In weathering, large rocks get broken because of the action of weather, but they do not move to a new location. They simply remain next to one another. Weathering is classified as biological, physical and chemical weathering. Physical weathering is all those processes that lead to breakage of rocks into smaller pieces such as collision, fracturing because of pressure, or release of pressure caused by erosion of top level rocks. Breaking that takes place because of inward growth of roots of plants and so on is known as biological weathering. Chemical weathering, on the other hand, is a result of water, either through rainfall or from high streams, oxygenation of minerals present in rocks, or when minerals in rocks dissolve completely in water. As a result of all these actions rocks break into smaller pieces.

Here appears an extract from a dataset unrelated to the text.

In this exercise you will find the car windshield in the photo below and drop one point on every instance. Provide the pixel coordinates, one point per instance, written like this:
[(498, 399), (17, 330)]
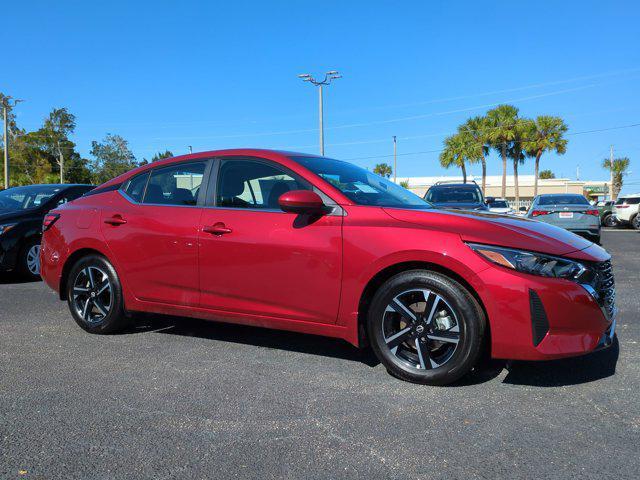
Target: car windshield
[(360, 185), (26, 198), (453, 194), (563, 200)]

Here, let us see how one process actually happens. Let us see how physical weathering takes place. You must have seen how there are crevices and cracks on huge stones. When it rains, water gathers in these cracks and crevices. Then, when night time comes, the temperature of the environment drops. As a result of that, the water that is in these small cracks and crevices begin to expand as it turns to ice. In doing so, the rock starts to split. This action repeats for some time, and finally, the rock piece separates itself from the huge rock.
What is Erosion?
When the broken up rock pieces remain where they are, the action of wind, water, and melting ice takes some of these small pieces of rocks to new locations. This process is called erosion. Erosion is a set of processes that result in shaping of the landscape as rock pieces are brought down to lower levels by blowing winds, flowing water, and the effects of gravity. The small pieces of rocks that we see around beaches and sides of rivers have origins high up in the mountains. Erosion is the beginning of a larger process. It has four other phases known in order as detachment, entrainment, transport and deposition. The pieces of rocks and sediments that start travelling with erosion have to settle somewhere. Once they do, that is known as deposition.
What is the difference between Erosion and Weathering?
• Though both weathering and erosion help in reshaping the surface of the earth, weathering is involved in breakage of rocks into smaller pieces while erosion is the movement of these smaller fragments to newer locations as a result of blowing winds, flowing water, and melting ice coupled with gravity.
• Weathering can be physical, organic, or chemical whereas erosion is plain movement of rock pieces from one place to another.
• It is because of both weathering and erosion that we get to see new geological features. We cannot stop weathering from happening. However, to stop erosion from happening people take different actions such as planting trees on hill tops.
Both weathering and erosion are a continuous process that keeps on acting, all the time,on the surface of the earth. In that, first weathering takes place and then the erosion takes the broken rock pieces to new locations. These are natural processes that continue unabated. Both weathering and erosion are constantly at work to reshape the surface of the earth into mountains, valleys, rivers, and plains that are known as physical features. These physical features keep on changing on the geological time scale as a result of both these natural geological processes.